Behind the waves of terrorist extremism afflicting the world today lies a pathological dualism, writes Ian Harris.
It culminates in "altruistic evil".
To most people, the most baffling thing about the Sri Lankan church bombings and the Christchurch mosque massacres is how anyone could do such evil at all. How could innocent people at worship in their holy places ever be a focus of hatred and violence for Muslim extremists in one instance, and a white racist extremist in the other?
The prime targets were obviously religious, though in Sri Lanka they also included tourist hotels. Some would say that goes to show how dangerous religion can be, and the world would be better without it.
I would argue the opposite: it shows how destructive of human dignity, peace and concord bad religion and racial supremacy assumptions are, and how necessary it is to assert all the more strongly the essential values of good religion, namely humanity, compassion and togetherness.
In other words, it would help to have more religion, not less - as long as it's religion that builds respect across the givens of ethnicity, sex and era we're born into, and the social divides that develop around them. Religion that doesn't do that is self-obsessed, and can generate evil.
From England Jonathan Sacks, who was for 22 years the Commonwealth's chief rabbi, makes that point strongly in a timely study of the part religion plays in contemporary waves of terrorist violence, Not in God's Name. What is there in the human psyche, he asks, that leads people of faith to murder randomly in the name of their God? His analysis also throws light on white racists who act in the same way to defend their twisted view of "civilisation".
Sacks begins with group identity, something basic to human society. That does not lead inevitably to violence - we all live in groups of one kind or another, and find our identity within them. From time to time groups compete for advantage, resources, power, control. Protecting one's own group brings out the best in people, as we have just recalled on Anzac Day.
Group identity becomes noxious, however, when it morphs into a pathological dualism of an Us and a Them. Members of a dominant group become suspicious of some Other, blame that Other for any woes that afflict them, and disparage "Them" as less worthy beings.
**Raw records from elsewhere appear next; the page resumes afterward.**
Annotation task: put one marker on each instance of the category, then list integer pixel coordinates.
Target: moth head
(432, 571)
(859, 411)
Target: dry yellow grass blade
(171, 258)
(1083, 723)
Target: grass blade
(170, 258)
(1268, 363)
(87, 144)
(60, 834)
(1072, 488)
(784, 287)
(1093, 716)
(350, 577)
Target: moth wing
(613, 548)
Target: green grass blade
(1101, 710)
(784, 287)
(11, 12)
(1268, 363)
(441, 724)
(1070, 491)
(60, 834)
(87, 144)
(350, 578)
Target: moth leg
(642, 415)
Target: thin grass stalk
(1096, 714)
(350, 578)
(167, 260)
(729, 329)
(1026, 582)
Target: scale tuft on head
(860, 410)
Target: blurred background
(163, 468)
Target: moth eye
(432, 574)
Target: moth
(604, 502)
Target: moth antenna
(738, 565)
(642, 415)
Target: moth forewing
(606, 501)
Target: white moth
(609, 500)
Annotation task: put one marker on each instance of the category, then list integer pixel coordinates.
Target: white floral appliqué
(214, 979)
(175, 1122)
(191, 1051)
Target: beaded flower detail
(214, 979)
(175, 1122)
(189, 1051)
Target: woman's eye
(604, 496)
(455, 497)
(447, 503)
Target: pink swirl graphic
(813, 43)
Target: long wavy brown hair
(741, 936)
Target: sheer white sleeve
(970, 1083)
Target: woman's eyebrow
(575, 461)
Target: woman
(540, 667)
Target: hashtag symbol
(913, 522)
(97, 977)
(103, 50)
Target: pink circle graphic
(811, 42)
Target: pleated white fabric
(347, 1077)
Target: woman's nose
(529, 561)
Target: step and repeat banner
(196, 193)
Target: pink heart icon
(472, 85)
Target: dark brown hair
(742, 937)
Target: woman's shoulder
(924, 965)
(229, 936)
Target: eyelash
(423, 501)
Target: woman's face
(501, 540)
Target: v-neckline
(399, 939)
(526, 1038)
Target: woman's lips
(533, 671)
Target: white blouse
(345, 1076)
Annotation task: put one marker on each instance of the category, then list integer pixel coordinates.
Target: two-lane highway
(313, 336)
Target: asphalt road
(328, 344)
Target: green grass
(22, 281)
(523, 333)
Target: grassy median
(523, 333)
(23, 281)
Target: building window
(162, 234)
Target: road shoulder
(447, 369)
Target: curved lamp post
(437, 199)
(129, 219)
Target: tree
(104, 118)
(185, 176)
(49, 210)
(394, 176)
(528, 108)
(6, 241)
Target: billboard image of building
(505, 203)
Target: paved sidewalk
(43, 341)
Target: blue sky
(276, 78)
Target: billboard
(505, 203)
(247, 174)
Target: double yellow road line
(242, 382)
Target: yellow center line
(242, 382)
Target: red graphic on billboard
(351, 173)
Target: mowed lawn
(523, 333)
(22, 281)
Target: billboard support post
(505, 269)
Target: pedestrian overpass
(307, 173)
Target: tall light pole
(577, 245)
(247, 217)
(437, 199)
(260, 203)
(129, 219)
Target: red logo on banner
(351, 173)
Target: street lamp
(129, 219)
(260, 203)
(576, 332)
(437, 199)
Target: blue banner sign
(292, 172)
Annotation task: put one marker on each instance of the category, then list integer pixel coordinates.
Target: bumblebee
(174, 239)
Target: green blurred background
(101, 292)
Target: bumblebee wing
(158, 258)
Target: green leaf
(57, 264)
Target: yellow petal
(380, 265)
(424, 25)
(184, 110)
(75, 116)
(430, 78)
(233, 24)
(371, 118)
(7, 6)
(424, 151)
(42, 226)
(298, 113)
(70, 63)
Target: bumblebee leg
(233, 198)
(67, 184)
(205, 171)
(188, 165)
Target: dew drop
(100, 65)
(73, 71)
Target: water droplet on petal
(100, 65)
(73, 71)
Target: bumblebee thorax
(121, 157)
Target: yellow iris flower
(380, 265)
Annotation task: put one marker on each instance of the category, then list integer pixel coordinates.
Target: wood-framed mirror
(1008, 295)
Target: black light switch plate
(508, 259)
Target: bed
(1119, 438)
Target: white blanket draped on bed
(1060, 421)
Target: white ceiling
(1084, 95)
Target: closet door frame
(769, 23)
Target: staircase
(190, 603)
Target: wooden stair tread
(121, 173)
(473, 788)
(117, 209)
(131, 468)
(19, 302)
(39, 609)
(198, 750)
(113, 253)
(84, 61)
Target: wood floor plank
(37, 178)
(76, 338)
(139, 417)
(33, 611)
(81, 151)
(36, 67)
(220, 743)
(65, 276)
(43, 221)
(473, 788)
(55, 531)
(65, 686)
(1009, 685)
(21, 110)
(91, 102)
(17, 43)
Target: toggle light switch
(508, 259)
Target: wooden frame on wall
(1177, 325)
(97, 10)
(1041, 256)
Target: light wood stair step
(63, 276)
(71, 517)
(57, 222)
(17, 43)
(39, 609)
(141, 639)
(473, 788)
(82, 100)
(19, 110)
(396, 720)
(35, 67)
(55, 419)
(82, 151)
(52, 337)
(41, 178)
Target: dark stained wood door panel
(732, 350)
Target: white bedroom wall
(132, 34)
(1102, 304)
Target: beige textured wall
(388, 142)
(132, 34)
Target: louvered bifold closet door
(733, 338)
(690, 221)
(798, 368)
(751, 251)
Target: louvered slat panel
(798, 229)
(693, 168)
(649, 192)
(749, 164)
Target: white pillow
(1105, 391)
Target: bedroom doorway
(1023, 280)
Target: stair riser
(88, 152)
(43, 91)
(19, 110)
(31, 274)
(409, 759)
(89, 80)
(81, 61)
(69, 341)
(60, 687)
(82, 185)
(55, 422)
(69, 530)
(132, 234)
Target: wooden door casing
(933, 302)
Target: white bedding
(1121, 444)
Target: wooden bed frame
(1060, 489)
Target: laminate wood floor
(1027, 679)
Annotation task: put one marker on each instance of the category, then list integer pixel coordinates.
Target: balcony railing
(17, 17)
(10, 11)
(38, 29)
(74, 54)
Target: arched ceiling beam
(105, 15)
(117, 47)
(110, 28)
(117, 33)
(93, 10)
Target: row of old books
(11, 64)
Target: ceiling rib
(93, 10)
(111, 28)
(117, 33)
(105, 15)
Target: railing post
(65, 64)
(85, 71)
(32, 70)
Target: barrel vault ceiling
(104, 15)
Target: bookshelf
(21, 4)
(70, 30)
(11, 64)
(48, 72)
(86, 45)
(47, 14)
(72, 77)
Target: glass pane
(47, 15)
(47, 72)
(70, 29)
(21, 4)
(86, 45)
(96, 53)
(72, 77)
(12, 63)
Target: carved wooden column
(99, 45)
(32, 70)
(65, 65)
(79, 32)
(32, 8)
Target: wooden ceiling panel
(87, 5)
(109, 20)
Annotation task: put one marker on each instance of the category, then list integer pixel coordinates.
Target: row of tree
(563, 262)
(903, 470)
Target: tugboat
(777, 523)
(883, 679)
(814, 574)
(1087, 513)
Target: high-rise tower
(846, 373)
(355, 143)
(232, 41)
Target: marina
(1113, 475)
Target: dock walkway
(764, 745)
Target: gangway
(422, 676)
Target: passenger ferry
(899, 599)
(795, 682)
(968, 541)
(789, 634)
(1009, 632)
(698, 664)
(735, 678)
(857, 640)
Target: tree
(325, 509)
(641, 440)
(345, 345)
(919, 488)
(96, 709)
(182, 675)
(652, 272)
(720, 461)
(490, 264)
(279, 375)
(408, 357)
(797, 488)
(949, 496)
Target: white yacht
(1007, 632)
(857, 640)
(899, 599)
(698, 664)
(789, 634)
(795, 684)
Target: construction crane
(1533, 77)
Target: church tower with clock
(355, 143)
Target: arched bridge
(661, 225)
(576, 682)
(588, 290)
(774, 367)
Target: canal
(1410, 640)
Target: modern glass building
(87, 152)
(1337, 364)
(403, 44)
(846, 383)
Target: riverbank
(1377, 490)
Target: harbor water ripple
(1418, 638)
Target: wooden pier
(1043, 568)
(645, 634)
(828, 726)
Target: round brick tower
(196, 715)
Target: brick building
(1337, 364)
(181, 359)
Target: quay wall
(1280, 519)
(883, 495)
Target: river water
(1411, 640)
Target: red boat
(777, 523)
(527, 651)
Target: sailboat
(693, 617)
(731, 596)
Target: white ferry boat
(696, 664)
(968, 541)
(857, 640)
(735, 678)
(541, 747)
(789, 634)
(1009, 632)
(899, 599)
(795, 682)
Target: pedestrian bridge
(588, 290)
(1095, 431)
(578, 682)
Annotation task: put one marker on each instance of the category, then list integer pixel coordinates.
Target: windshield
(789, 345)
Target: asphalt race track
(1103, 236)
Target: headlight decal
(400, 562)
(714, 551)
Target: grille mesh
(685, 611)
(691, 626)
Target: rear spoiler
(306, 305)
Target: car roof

The Them come to be seen as affronts to one's faith or cause, enemies of the righteous, threats to one's way of life. Religion is a powerful source of identity and, as with IS, may be enlisted to reinforce such attitudes. The Us believe they must strike in defence of all they hold dear. Unspeakable violence can then be seen as not only justified but obligatory, and for some a sacred duty.
"Altruistic evil" Sacks call this, evil committed in the name of God or of a higher good. In an age of democratised violence, where weapons are readily available and social media provides a global platform to fan hatred of all hues, there follows 9/11, a recurrent conspiracy of violence in Europe and Arab states, and now in Christchurch, Colombo and San Diego.
In recent years we have seen "Them" fingered variously as the immigrants, the Americans, the communists, western secular culture, the capitalists, the Jews, and latterly the Christians in Muslim countries and Muslims in the West.
Of course, religion is not the only motivation for all this, nor the most lethal. Over the past century the potent substitutes of nationalism, political ideology and race have boiled over in two world wars, brutal political purges in Russia, China and Cambodia, ethnic "cleansing" in the Holocaust, Rwanda and Bosnia. They left more than 100million dead.
At the root of all these is the pathological dualism of Us and Them, "a virus that attacks the moral sense," says Sacks.
"Dehumanisation destroys empathy and sympathy. It shuts down the emotions that prevent people from doing harm. Victimhood deflects responsibility: `It wasn't our fault, it was theirs.' Altruistic evil recruits good people to a bad cause. It turns ordinary people into murderers in the name of high ideals."
This pathology must be called out at every turn - in politics, religious faiths, the worldwide web, international councils, wherever.
And if religion has been part of the problem, rightly recalibrated it can be part of the cure.
At their heart, all faiths agree on the centrality of compassion in human affairs. Hence they must proclaim, loudly and insistently, that anyone who acts out of hate and violence is not only trashing the teaching of their founders, but blaspheming against their God.
- Ian Harris is a journalist and commentator.